22.2.1776 à Zurich, 12.11.1853 à Zurich, protestant, de Zurich. Commerçant, spéculateur et bailleur de fonds dans les zones d'expansion coloniale d'Amérique du Nord et d'Amérique centrale.

Heinrich Escher était l'aîné des neuf enfants de Hans Caspar Escher (1755-1831), banquier, officier et négociant actif dans le commerce des esclaves (esclavage), et d'Anna Keller vom Steinbock; il était le frère de Friedrich Ludwig (dit Fritz) et de Ferdinand Escher. Après avoir fréquenté l'école municipale de Zurich, il suivit une formation commerciale auprès du banquier Hans Konrad Hottinger à Paris. De 1795 à 1806 et de 1812 à 1814, Escher séjourna aux Etats-Unis (Nouvelle-Angleterre, Virginie, Charleston, Savannah et La Nouvelle-Orléans), où il fut notamment agent de commerce pour le compte de Hottinger (Hottinguer & Cie). En 1801, il devint associé de l'entreprise, qui était impliquée dans la traite atlantique et participa au finançement de l'expédition militaire française contre l'insurrection des esclaves à Saint-Domingue (Haïti). Il spécula aussi pour son propre compte sur des terres situées dans des zones d'expansion coloniale (colonialisme), acquit de grandes propriétés foncières et loua des domaines, tout en faisant le commerce de produits coloniaux issus de l'esclavage: surtout du tabac, du coton (industrie cotonnière), du riz, du sucre, des bois tinctoriaux et des fourrures.

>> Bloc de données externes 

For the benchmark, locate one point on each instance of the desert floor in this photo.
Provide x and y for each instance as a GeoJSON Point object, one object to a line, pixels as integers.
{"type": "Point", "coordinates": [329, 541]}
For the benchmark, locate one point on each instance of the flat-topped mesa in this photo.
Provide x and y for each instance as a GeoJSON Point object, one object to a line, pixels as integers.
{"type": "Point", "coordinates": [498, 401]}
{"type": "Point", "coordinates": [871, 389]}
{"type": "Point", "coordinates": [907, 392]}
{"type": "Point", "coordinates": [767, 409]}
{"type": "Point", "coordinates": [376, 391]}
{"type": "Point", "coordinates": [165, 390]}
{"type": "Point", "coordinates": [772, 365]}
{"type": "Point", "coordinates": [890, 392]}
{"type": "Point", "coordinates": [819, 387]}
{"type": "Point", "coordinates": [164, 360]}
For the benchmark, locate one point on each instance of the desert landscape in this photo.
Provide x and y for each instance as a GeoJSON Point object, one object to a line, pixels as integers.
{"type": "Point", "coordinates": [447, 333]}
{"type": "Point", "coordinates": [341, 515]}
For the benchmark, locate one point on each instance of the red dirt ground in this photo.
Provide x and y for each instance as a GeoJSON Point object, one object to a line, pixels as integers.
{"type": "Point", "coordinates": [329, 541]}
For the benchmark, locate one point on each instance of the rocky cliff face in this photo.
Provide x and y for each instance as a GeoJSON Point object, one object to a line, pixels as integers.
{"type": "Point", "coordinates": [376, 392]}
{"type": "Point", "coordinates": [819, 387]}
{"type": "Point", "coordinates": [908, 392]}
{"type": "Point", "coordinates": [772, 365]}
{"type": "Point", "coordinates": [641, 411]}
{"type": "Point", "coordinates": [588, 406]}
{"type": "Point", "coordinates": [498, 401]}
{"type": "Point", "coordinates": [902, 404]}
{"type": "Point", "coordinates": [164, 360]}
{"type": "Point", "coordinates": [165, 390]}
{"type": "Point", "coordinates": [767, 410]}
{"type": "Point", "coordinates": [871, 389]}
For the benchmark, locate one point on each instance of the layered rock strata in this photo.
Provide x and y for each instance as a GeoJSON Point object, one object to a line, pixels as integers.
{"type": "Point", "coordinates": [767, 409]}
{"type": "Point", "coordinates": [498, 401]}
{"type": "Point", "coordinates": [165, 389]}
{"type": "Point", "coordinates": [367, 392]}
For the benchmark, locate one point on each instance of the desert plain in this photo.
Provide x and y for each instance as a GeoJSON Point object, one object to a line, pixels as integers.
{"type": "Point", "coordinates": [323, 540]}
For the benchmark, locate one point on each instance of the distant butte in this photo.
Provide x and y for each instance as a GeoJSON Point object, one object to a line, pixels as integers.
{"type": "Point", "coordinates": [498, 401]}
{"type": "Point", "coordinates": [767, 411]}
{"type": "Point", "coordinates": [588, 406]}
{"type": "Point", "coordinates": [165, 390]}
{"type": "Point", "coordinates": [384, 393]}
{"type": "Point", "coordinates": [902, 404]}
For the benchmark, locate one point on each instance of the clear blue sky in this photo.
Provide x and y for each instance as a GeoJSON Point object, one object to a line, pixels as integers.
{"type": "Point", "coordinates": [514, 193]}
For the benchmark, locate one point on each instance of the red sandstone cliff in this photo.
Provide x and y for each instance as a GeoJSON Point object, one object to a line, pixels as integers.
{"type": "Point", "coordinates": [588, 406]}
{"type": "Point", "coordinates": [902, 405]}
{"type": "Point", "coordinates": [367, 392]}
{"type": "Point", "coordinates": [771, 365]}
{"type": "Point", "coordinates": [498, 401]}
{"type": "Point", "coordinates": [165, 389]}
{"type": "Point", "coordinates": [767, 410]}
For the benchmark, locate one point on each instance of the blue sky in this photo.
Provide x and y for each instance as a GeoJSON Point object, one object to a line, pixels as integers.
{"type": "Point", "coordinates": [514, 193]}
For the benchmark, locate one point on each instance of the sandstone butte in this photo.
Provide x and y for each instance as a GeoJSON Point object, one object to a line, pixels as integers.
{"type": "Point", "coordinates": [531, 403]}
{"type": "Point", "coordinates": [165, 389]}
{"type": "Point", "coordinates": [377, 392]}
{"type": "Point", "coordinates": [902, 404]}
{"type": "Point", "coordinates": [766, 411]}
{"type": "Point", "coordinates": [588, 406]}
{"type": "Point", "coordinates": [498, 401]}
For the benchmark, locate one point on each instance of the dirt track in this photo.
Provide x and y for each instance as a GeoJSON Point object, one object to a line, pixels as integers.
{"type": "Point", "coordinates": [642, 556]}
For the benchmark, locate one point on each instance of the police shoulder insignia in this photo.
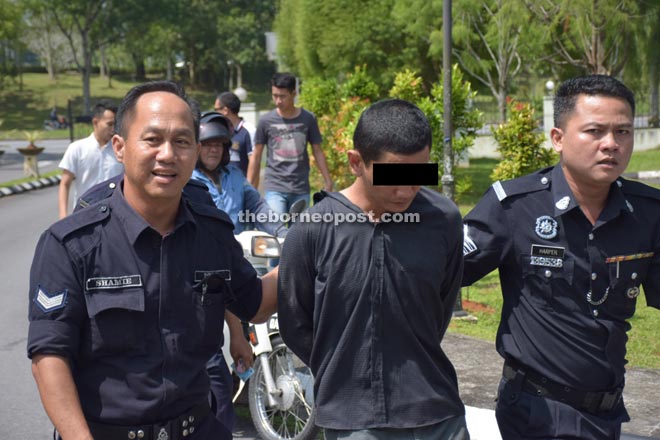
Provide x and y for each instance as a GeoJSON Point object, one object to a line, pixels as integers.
{"type": "Point", "coordinates": [469, 246]}
{"type": "Point", "coordinates": [546, 227]}
{"type": "Point", "coordinates": [633, 292]}
{"type": "Point", "coordinates": [48, 301]}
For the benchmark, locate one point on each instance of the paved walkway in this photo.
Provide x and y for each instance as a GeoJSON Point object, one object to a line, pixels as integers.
{"type": "Point", "coordinates": [479, 368]}
{"type": "Point", "coordinates": [477, 363]}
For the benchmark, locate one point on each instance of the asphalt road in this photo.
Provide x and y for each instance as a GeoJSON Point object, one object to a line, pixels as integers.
{"type": "Point", "coordinates": [22, 219]}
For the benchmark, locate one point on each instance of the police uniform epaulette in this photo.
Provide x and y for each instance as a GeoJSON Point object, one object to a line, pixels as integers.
{"type": "Point", "coordinates": [98, 192]}
{"type": "Point", "coordinates": [79, 220]}
{"type": "Point", "coordinates": [209, 211]}
{"type": "Point", "coordinates": [318, 196]}
{"type": "Point", "coordinates": [639, 189]}
{"type": "Point", "coordinates": [537, 181]}
{"type": "Point", "coordinates": [197, 191]}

Les marchandises coloniales, considérées comme un luxe à l'époque, et les matières premières étaient acheminées par bateau principalement vers la France, mais aussi vers d'autres parties de l'Europe (commerce maritime). Grâce à des domaines qui avaient appartenu aux autochtones et aux produits relevant de l'économie esclavagiste, Escher accumula une fortune d'environ un million de francs. Aux Etats-Unis, son réseau de relations s'étendait jusqu'aux plus hautes sphères de la société et comprenait des hommes d'affaires et politiciens comme John Jacob Astor, Thomas Jefferson et George Washington.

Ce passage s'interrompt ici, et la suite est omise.